One day after being grateful for everything we have, we are already looking for something more. Something new that will bring us happiness. Because all of our things at home now cause us discontent.
We’ve spent too much time with stuff we already have so we want to move on to something newer, bigger, better. Our old stuff is the root of discontent. So we wait for this one day to grab special discounts and buy new things. But it’s not even one day anymore. Now there is Black Friday, Cyber Monday, the entire week, and sometimes even the whole Black Friday month.
This all sounds like one big joke. A joke where companies try to separate us from our hard-earned money as much as possible, and we fell prey to them easily. But in some special cases, we can also seize the opportunity and use discounts to save some money. There is nothing intrinsically wrong with shopping on Black Friday. The problem is when we get too wrapped up in the idea of instant gratification while purchasing things detrimental to our wallet, environment, and values.

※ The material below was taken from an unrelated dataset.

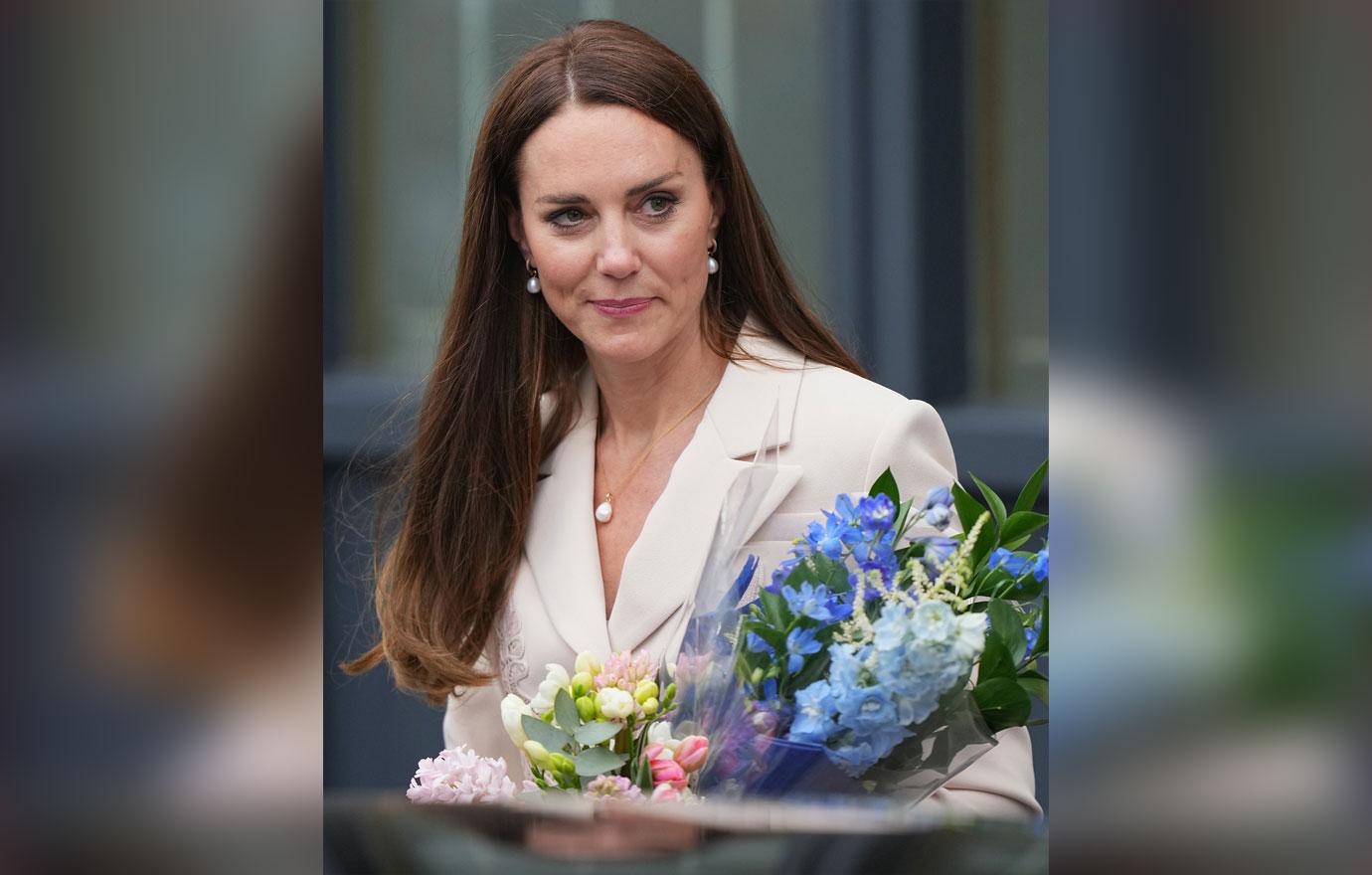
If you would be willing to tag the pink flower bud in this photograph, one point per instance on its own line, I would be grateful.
(665, 792)
(692, 752)
(653, 752)
(668, 773)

Even when I preach not to buy things, we all need some stuff. Maybe for me, they are mostly consumables and for you material possessions. But we all need something. Some of us need more, some less.
As we already need something, why not seize this opportunity and get some discounts in the process. On Black Friday or any other similar shopping holiday, I expect you to save some money and buy things you need or want for a very long time. But don’t make the mistake of buying something just because it’s cheaper than usual. This then is only a waste of resources.

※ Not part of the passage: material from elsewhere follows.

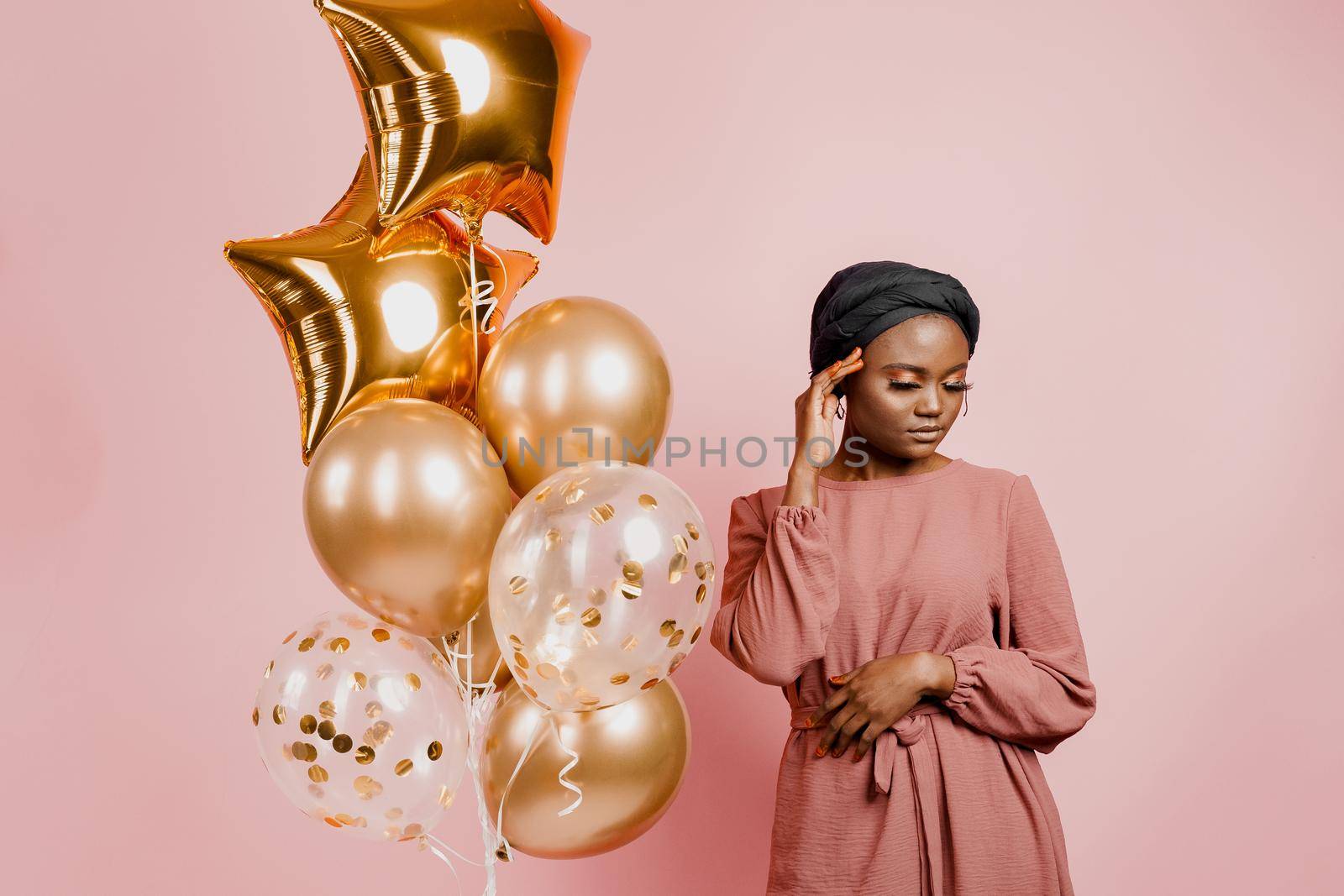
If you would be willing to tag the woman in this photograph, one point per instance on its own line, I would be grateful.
(914, 610)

No matter what you choose to buy, be careful not to get sucked into the instant gratification circle of buying new things. To help with that here are 5 rules to follow while shopping on Black Friday or any similar shopping holiday:
Only buy things you need and plan to use all the time.
Set a specific amount of money you are comfortable spending and don’t get overboard (discounts tend to be tricky).
Have a wish list full of products you want/need to buy.
Wait at least 30 days and if after that time you still want/need something then buy it. Prepare for Black Friday at least 30 days before – preferably a few months in advance.
Create 6 columns:
After filling the table with desired things, wait at least 30 days before taking action.
I use this technique all the time and it’s amazing and liberating to see how many products we think we need, but we actually don’t.
Given the technological advancements and the Covid-19 pandemic, there is no excuse for going to a physical store nowadays.
Be grateful that you got the opportunity to save money on something you planned to buy anyway.
If you follow these rules, you can have an amazing Black Friday and an entire holiday season.
If you don’t want to participate in the Black Friday shopping frenzy, there are a million opportunities to spend time better.
Go outside, take a walk in the park or have a meaningful talk with your loved one about gifts and gift-giving. Watch a movie you’ve wanted for a long time, spend time with your pets, learn something new. Prepare an interesting meal, read a good book, donate your time or money to charity, or simply do nothing.